Mid-cap companies often provide a middle ground proper to their size—a balance between the stability of large caps and the potential for growth of small caps. Small-cap stocks historically offer the highest growth potential but greater risks. In 2024, over 40% of small-cap companies were unprofitable, compared with just 7.4% of large-caps. This difference becomes especially important when interest rates are high, as smaller companies often struggle more with debt payments and higher operating costs. Below is a table looking at the performance of three popular ETFs representing different market caps:

Are There Funds That Invest Across Different Market Caps?

Yes, many mutual funds and ETFs offer exposure to multiple market capitalizations in a single investment. These are often called “multi-cap” or “all-cap” funds. For example, a total market index fund includes companies of all sizes, from the largest corporations down to smaller companies. Some funds maintain fixed allocations to each market cap category, while others adjust these proportions based on market conditions or the fund manager’s strategy.

Popular examples include the Vanguard Total Stock Market ETF (VTI) and the iShares Core S&P Total U.S. Stock Market ETF (ITOT).

Why Are Small-Cap Stocks Often More Volatile?

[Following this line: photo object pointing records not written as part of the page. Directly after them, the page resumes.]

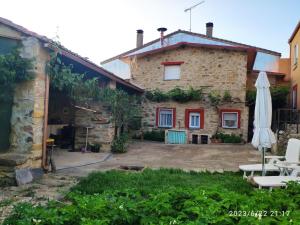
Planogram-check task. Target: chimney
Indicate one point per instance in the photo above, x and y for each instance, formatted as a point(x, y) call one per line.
point(209, 29)
point(139, 38)
point(162, 30)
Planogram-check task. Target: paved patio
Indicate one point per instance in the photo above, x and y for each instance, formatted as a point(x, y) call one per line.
point(214, 157)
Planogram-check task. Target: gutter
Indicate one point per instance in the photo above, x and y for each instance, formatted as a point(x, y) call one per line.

Small-cap stocks have relatively lower market values because these tend to be younger growth companies. Because of their growth orientation, they may be riskier since they spend their revenues on growth and expansion. Small-cap stocks are thus often more volatile than those of larger companies. Generally, large-cap stocks have slower growth and are more likely to pay dividends than faster-growing, small- or mid-cap stocks.

What Is a Market Capitalization-Weighted Index?

Many stock indexes, such as the S&P 500, are weighted by market cap. This means that stocks with larger market capitalizations make up more of the index.

How Do Stock Splits Affect Market Cap?

When a company has a stock split, it increases the number of shares outstanding while reducing the price of each share by a similar proportion. For instance, in a two-to-one stock split, there will be twice as many shares, but at half the pre-split price. As a result, the market cap should stay the same.

The Bottom Line

Market capitalization is important for understanding what kind of company you’re buying and its risk. While mega-cap tech giants like NVIDIA and Microsoft may grab headlines with trillion-dollar valuations, each market cap category serves a different role in a diversified portfolio.

Large-caps typically offer stability and dividends, mid-caps balance growth and established business models, and small-caps offer higher growth potential with higher risk. Understanding these differences can help you match your investment choices with your financial goals and risk tolerance.